My sister Peg says to handle the dough gingerly, and as little as possible. When combining the scraps, push them together rather than kneading them to recombine. Serve the scones slightly warm or at room temperature with soft butter, whipped cream, and more raspberry jam. This recipe is adapted from Bon Appetit.
Preheat oven to 400°F. Line a baking sheet with parchment paper.
In a large bowl, whisk the flour, sugar, baking powder, and salt.
Add the butter; rub in with your fingertips until the mixture resembles fine meal. Gradually add the cream, mixing just until dough comes together.
Turn the dough out onto a lightly floured work surface. Pat it to 1/2-inch thickness. Using 3-inch heart-shaped or round cookie cutter, cut out 4 scones.
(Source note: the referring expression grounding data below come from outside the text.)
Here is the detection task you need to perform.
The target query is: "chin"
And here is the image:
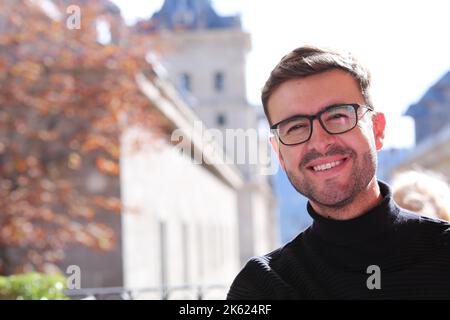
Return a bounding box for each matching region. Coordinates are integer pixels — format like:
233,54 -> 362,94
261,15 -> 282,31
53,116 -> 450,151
314,195 -> 354,209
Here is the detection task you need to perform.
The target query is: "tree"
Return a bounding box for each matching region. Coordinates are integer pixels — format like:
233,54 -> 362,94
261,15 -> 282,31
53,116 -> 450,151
0,0 -> 170,273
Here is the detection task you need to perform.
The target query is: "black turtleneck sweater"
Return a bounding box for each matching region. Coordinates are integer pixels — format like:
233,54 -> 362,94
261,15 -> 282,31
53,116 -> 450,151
227,181 -> 450,299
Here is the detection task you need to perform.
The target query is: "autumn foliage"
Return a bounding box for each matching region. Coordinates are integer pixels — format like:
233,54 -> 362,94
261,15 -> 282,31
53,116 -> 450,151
0,0 -> 169,273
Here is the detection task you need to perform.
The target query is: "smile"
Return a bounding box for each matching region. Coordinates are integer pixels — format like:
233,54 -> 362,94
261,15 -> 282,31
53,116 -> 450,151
313,160 -> 343,172
306,155 -> 350,173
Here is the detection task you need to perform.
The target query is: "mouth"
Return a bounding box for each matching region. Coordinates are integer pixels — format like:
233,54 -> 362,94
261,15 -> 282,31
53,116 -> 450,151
306,156 -> 350,173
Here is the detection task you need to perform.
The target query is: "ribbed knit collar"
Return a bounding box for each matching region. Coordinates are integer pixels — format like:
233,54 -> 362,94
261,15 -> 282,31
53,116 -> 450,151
307,181 -> 400,245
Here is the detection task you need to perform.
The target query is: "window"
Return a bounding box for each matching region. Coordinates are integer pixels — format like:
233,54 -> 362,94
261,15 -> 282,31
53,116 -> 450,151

Gather the scraps and gently recombine them without kneading them. Pat the dough again to 1/2-inch thickness and cut out 2 more scones.
In a small bowl, stir the raspberry jam and rose water.
Use a floured, sharp knife to cut the unbaked scones horizontally. Start at the point of each heart and cut horizontally halfway through. Fill the cut scones with a generous teaspoon of jam (jam will show slightly at the edges, which is a good thing!).
Transfer the scones to the prepared baking sheet. Bake until golden, about 18 minutes. Transfer to a wire rack and cool until slightly warm.
For the glaze:
In a small bowl mix the powdered sugar with two tablespoons of the milk and rose water in bowl. Add more liquid until the glaze is thick but spreadable. Spread glaze over scones in the shape of a heart with a spoon.